Monday, September 26, 2011


After 283 steps, this is the view from the top of the Victory Column in the heart of Berlin's park - the Tiergarten. It was a bit hazy this morning, but you get the idea.

Strasse des 17 Juni links the tower with the Brandenburg Gate.

This is the gate in 1945.

In 1989.

This morning.

Unless you have an interest in 19th century Prussian geo-politics, and a powerful magnifying glass, my advice is to ignore this picture.

We walked from the Victory Tower to the Brandenburg Gate through the Tiergarten.

This is the line of the former Berlin Wall at Checkpoint Charlie.

And this afternoon we visited the astonishing Pergamon Museum.

Sunday, September 25, 2011


Potsdam is just 20 minutes by rail from our headquarters in Mexikoplatz.  This is an attractive city with a fascinating past.  It was the summer home of Prussian royalty until the 1950s, although the empire disintegrated at the end of World War I.  More recently, it was home to thousands of Russian troops, who did not fully withdraw until 1994.  The KGB also had its German headquarters in the suburb of Berlin, near the Glienicker Bridge which used to mark the border between east and west, and over which spies were exchanged during the Cold War.

This is Schloss Cecilienhof, the last of the Prussian palaces.  Built in the style of an English country house, it is now a hotel.

This is the Orangerie which is associated with the enormous Sanssouci Palace in the vicinity.  Sadly, the building is falling apart, with the towers held up by timber struts bolted together. 

Potsdam has a pleasant shopping street, with a punnet of strawberries for just 1 Euro.
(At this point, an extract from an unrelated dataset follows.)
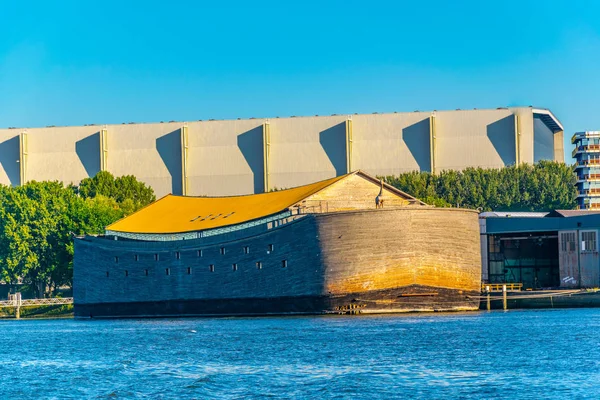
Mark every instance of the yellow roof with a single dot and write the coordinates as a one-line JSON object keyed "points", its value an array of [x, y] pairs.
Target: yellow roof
{"points": [[176, 214]]}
Bananas are about 1.99 Euro/kg everywhere.

Saturday, September 24, 2011


Friday was spent travelling from Amsterdam to Berlin and a little exploring of our new home at Mexikoplatz, a quiet, leafy suburb about 30 minutes by S-Bahn south west of the city centre.

Today (Saturday) found us in central Berlin, finding our way to the TV tower at Alexanderplatz for our Fat Tires tour of Berlin.
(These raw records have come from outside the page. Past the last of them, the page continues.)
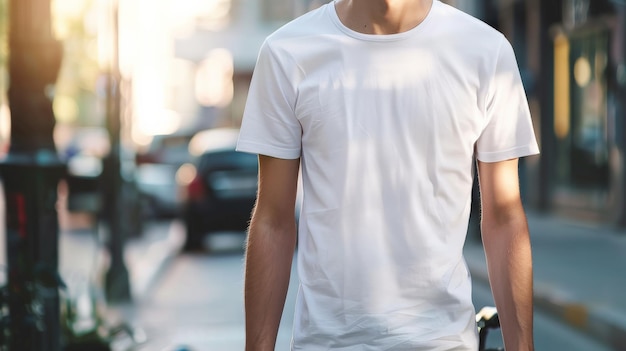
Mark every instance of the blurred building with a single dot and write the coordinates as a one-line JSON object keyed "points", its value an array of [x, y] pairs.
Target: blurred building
{"points": [[572, 58], [572, 55]]}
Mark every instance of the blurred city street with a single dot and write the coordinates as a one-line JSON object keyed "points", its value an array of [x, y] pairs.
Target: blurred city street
{"points": [[108, 114], [195, 300]]}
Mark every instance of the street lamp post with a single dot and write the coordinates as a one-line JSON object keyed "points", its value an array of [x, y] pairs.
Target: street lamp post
{"points": [[30, 174], [117, 285]]}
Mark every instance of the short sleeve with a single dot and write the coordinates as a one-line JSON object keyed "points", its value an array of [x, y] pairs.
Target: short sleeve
{"points": [[508, 132], [269, 125]]}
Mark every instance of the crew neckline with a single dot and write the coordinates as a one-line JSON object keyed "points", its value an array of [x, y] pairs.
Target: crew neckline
{"points": [[332, 10]]}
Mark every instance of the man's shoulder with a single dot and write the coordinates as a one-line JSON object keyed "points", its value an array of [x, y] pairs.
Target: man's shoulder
{"points": [[310, 23], [468, 26]]}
For 5 hours we cruised around Berlin on comfortable bikes, visiting the major sites including a part of the wall still in place, Checkpoint Charlie and a very nice beer garden at the Tiergarten.

The memorial to murdered Jews.

Yes, this is Sylvia, a good way into her 10km ride.
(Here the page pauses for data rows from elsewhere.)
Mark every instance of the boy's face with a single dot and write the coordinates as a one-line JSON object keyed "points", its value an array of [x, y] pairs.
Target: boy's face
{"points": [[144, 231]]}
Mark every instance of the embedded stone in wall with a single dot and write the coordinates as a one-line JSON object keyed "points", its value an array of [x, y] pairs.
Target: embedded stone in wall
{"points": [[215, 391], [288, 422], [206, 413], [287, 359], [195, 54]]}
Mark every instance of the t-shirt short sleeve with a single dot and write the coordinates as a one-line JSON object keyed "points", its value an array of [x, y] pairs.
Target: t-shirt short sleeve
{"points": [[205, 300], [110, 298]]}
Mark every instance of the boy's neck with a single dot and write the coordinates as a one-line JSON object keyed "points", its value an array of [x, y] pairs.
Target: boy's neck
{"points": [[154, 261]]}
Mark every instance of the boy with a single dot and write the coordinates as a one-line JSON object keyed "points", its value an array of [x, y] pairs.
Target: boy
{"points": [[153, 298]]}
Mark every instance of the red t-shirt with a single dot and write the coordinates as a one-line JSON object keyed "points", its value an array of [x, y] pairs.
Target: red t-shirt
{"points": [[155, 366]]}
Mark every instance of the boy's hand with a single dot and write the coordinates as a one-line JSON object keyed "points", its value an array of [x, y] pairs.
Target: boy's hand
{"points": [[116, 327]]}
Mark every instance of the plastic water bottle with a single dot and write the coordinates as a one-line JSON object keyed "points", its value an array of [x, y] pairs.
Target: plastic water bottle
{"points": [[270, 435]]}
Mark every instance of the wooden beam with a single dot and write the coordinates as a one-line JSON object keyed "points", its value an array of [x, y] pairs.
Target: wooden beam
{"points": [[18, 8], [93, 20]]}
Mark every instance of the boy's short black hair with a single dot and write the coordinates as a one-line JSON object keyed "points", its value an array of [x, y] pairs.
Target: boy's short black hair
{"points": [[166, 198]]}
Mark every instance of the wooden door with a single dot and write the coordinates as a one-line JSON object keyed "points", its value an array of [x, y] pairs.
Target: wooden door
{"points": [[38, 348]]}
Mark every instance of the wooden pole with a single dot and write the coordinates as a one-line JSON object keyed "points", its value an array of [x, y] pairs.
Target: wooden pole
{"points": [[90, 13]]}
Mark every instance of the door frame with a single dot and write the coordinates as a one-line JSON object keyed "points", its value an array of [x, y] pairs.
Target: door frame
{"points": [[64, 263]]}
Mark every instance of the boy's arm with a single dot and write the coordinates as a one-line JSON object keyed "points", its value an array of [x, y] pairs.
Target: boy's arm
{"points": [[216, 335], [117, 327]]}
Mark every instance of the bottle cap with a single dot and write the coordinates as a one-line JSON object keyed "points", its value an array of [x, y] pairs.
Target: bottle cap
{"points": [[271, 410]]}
The city was crowded in places today, particularly around the Brandenberg Gate, because of the Berlin Marathon.

This is Potsdamer Platz.

The marathon is not the only event being held here this weekend.

Thursday, September 22, 2011

Volendam, Marken and Edam

Up to a point, the travel guides are right: these former fishing towns 20km north of Amsterdam are touristy.  But they are also charming places to visit; each with a distinct character, and a full range of sticky pastries.  We travelled to Marken by ferry from Volandam, but it can also be reached by a causeway road built in the 1960s.



Edam (yes, as in cheese)

Wednesday, September 21, 2011


We took the train to Leiden, a university town not far from the North Sea.  Canals, bridges, drooping houses, bikes, and a windmill or two made the journey worthwhile.

Tuesday, September 20, 2011

Castles on the Rhine

Castles (many of which are now youth hostels) and quaint villages lie between Rudesheim and Boppard.  Wonderful.

Yes, this is not actually a castle, but it greatly impresses our cruise director, Bart.  The only way into the church is through the pub, and the priest is the publican. 

Frankfurt to Rudesheim

Earlier, on the River Duchess...

Bart, our cruise director warned us that our tour guides, when passing through Frankfurt on our way to Heidelburg, would invite us to admire the Frankfurt skyline.  He was right, and here is part.

Overnight we cruised to Rudesheim, a town at the gateway to the Rhine castles.

Our included excursion was to a mechanical music machine museum, possibly (nay, likely to be) the only one in the world.

They were all incredibly expensive and this one, being from a fairground, was very, very, loud.  It took four years to restore, and stands about three metres tall.

A gondola links the town to a hilltop monument which is hidden by scaffolding.       

Later that same day

In Amsterdam


Gentle and patient reader, full services have been restored.  If you listen carefully, you may hear the bell from the No.25 tram on Weteringschans, two floors below.

River Duchess docked in Amsterdam yesterday morning, and we disembarked (or debarked as Holland America insist on saying) this morning.  Yesterday we visited the Rejksmuseum to see the Rembrandts (mainly) and took a canal cruise, all as part of the ship's excursion package.

Today we visited the Van Gogh museum on our own (no pictures).

This is the interior of parts of the ship.

River Duchess is approaching its dock near the central railway station yesterday morning.